RISING STORM (a.k.a. REBEL STORM, a.k.a. REBEL WAVES, a.k.a. SHIP OF THE DESERT)
Dir. Francis Schaeffer, 1989
95 min, USA
FRIDAY, AUGUST 5 - 10 PM
SATURDAY, AUGUST 13 - 11:55 PM
FRIDAY, AUGUST 19 - 7:30 PM
WEDNESDAY, AUGUST 31 - 7:30 PM
Made in the thick of several high-profile televangelist scandals (Jim Bakker and Jimmy Swaggart in quick succession), RISING STORM imagines a world in which the bunk TV preachers have taken over, a zany Terry Gilliam-esque dystopia of Reagan-Bush proportions.
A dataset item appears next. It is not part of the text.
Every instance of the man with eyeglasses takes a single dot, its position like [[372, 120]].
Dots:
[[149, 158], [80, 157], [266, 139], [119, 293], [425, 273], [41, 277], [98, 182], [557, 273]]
It’s 2099 in Los Angeles and Joe (Gibraltar’s Wayne Crawford) has just gotten out of prison, reuniting with brother Artie (Zach Galligan of GREMLINS). America has become some sort of post-nuclear barren wasteland crossed with the twin influences of supreme spectacle (WWE wrestling and archaeological digs for ‘80s pop culture ephemera) and biblical repression (citizens are allotted one act of intercourse a month). The brothers lead an underground resistance against the tyrant president Reverend Jimmy Joe II, teaming up with a pair of affable blonde women. Schaeffer's most cynical—and personal?—film, it’s relentlessly down on the merchandise frenzy and mediatized religious fervor of the late ‘80s.